This guest post from Jacq Jolie is part of the “reader stories” feature at Get Rich Slowly. Some stories contain general advice; others are examples of how a GRS reader achieved financial success — or failure. These stories feature folks from all levels of financial maturity and with all sorts of incomes. You can read more about Jacq’s story at Single Mom Rich Mom.
On 31 December 2009, I finished what I hope will be my last full-time, permanent job. I’ve worked a bit here and there over the past year, but it’s on my own terms, and not because I have to. I’m now semi-retired at the age of 45. But what does that mean?
About nine years ago, after reading Your Money or Your Life, I changed from an under-earning, confused woman to a woman with a mission: to never have to work again (unless I wanted to).
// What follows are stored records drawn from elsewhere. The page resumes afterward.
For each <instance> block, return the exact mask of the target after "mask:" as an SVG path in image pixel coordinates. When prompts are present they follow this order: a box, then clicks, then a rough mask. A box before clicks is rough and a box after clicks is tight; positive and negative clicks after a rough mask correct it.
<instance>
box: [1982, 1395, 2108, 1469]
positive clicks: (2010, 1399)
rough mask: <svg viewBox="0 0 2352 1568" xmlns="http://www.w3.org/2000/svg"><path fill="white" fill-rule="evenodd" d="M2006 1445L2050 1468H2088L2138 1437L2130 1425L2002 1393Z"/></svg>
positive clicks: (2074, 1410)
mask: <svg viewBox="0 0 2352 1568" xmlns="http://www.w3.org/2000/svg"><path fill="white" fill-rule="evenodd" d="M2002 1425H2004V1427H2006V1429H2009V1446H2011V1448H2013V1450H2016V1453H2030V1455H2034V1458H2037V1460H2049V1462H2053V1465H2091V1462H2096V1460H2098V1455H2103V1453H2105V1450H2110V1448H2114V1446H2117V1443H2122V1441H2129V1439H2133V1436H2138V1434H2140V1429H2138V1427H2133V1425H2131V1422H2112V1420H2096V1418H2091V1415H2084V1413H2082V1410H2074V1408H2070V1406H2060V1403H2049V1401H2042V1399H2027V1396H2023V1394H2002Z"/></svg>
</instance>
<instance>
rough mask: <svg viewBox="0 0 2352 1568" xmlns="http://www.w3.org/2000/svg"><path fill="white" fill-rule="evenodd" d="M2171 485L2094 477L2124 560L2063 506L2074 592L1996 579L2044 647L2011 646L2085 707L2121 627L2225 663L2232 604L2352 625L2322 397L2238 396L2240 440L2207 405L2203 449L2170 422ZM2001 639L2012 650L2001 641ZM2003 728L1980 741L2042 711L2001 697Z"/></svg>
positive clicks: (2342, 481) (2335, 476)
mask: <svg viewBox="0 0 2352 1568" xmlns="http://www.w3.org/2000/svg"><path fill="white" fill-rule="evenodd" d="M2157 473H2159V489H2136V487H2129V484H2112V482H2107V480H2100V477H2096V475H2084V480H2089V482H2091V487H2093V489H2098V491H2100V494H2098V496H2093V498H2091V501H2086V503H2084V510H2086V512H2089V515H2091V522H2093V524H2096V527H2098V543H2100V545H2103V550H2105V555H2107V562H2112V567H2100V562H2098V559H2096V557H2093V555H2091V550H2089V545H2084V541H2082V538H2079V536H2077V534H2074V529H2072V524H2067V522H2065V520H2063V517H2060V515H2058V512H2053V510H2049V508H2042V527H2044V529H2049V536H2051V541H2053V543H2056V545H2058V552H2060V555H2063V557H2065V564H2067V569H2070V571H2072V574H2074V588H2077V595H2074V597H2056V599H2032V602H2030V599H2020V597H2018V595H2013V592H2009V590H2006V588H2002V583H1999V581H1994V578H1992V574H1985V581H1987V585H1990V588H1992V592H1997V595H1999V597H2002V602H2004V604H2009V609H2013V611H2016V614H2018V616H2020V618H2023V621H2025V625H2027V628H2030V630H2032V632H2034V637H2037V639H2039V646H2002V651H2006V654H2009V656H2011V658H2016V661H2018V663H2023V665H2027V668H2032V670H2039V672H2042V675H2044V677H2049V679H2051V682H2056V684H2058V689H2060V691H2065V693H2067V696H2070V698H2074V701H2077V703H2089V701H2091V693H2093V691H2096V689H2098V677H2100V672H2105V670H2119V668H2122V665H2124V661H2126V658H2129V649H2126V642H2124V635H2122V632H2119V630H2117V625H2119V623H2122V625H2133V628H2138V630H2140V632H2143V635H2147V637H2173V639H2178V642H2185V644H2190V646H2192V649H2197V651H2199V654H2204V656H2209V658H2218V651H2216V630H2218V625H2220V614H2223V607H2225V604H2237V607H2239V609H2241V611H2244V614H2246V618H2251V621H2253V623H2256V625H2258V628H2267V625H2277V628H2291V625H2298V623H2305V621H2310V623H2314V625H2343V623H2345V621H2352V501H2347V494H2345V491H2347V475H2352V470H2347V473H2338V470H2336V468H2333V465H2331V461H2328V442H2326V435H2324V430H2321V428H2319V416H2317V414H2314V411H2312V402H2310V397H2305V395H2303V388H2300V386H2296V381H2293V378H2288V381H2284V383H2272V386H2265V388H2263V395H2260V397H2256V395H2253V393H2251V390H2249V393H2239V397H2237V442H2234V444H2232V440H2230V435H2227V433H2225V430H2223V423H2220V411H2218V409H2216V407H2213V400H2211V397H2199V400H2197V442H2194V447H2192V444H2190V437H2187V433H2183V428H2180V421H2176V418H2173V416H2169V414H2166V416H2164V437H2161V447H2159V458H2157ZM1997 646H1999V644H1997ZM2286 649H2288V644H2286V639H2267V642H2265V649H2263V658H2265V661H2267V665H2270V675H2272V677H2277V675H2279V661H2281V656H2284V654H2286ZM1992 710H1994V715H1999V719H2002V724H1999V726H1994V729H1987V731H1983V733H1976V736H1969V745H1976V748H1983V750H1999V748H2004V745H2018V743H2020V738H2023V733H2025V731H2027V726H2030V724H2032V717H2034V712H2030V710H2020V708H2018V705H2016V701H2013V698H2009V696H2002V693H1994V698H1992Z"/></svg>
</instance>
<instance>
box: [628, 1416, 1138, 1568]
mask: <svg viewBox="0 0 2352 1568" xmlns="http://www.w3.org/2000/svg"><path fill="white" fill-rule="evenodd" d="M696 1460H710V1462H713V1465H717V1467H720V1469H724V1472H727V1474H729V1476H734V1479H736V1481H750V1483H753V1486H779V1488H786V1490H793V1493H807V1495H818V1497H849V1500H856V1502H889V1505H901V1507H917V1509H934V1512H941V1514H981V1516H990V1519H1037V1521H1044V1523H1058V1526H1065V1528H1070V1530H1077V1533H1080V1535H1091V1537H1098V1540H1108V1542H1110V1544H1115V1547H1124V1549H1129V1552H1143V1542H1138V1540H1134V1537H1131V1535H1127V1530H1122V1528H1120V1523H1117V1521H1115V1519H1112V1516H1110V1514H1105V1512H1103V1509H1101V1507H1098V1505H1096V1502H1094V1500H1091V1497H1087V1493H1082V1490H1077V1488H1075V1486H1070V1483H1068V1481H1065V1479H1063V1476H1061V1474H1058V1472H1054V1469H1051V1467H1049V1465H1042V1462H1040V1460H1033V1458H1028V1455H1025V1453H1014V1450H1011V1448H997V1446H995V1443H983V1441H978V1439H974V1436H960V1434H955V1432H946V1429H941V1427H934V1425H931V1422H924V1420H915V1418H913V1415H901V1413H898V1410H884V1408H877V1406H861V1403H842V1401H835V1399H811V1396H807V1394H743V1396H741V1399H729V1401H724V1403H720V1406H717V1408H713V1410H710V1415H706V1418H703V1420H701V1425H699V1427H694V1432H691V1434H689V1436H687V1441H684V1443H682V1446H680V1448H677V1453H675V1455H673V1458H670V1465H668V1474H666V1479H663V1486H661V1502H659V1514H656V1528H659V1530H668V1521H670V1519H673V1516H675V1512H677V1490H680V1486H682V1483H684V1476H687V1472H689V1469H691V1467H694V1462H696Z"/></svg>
In November of last year, I reached the Crossover Point, where the income from investments exceeded my expenses. (I think it actually happened sooner than that, but I hadn’t been paying attention.) At last, nine years after first figuring out what I wanted to work hard and save money for, I’d reached Financial Independence.
I’m fortunate that in the last few years, I’ve managed to raise my income so that I can work a few months a year and earn the same amount as I have working full-time (and overtime!) in previous jobs. I’m also fortunate that my wants remain relatively small and I never succumbed to lifestyle inflation. I’ve never wanted a big house, a fast car, or exotic travel.
In a “normal” year, I can easily live on about $36,000, including mortgage payments of about $15,000 per year (that I’m prepaying). So I knew that my Crossover Point was somewhere around $20,000/year with a paid-off house. In the next year, I intend to downsize and move to a (mortgage-free!) townhouse that will be close to public transit for those times I choose to work, and, more importantly, be low maintenance to allow for periods of long travel during the summers.
I’m trying not to plan too far in advance. I want to be flexible. My hope is that I can continue to work part-time or a few months a year for the next 5-10 years until a part of my pension is eligible for withdrawal. My net worth is somewhere around the $500-600k mark, not including pensions. Since I don’t have any intention of touching my savings for the next ten years, I’m hopeful that it will last as long as I need it. If not, I’ll go back to work full-time for a couple of years.
I think what Financial Independence has given me has been a confidence in life itself — that I can handle anything that comes up. If life is difficult, sometimes throwing a bit of cash at a problem resolves it. It’s also given me the freedom that I first dreamed of when reading Your Money or Your Life — that I could work because I enjoyed working, and that I could have my life be about more than work. I have the flexibility to leave any work situation that doesn’t contribute to my overall happiness.
Having lived very frugally for long periods in the past, I experienced frugality burnout earlier this year. I’ve consciously been spending more lately on the things that I’ve “deprived” myself of over the last almost 30 years I’ve been working. For example, my bed was over 50 years old and desperately in need of replacement. A new bed is being delivered this week, and I couldn’t be happier. I’ve also stopped thinking that I should DIY everything; I’ve had house cleaners come in this last month — something I would never have considered doing just six months ago.
Part of me still worries about the future:
- What is it like to be looking for a job and networking once I get over 50?
- Will it be hard — or impossible — to find work if I stay out of the job market too long?
- What if the stock market falls again?
- Are my investments too aggressive or not aggressive enough given that I hope not to draw down on them for quite some time?
- Am I jumping too fast? Should I keep working full-time for a few years and get to that magical million and give myself even more of a buffer?
I only have a year of semi-retirement under my belt, so I’m not sure if that’s necessarily a “success”; I’m still just learning what works. I do know I’ll never go back to a regular job again though and definitely not go back to driving myself as hard as I have in the past again. My hope is that my approach is flexible enough and that I’m resourceful enough to survive and thrive through whatever lies ahead.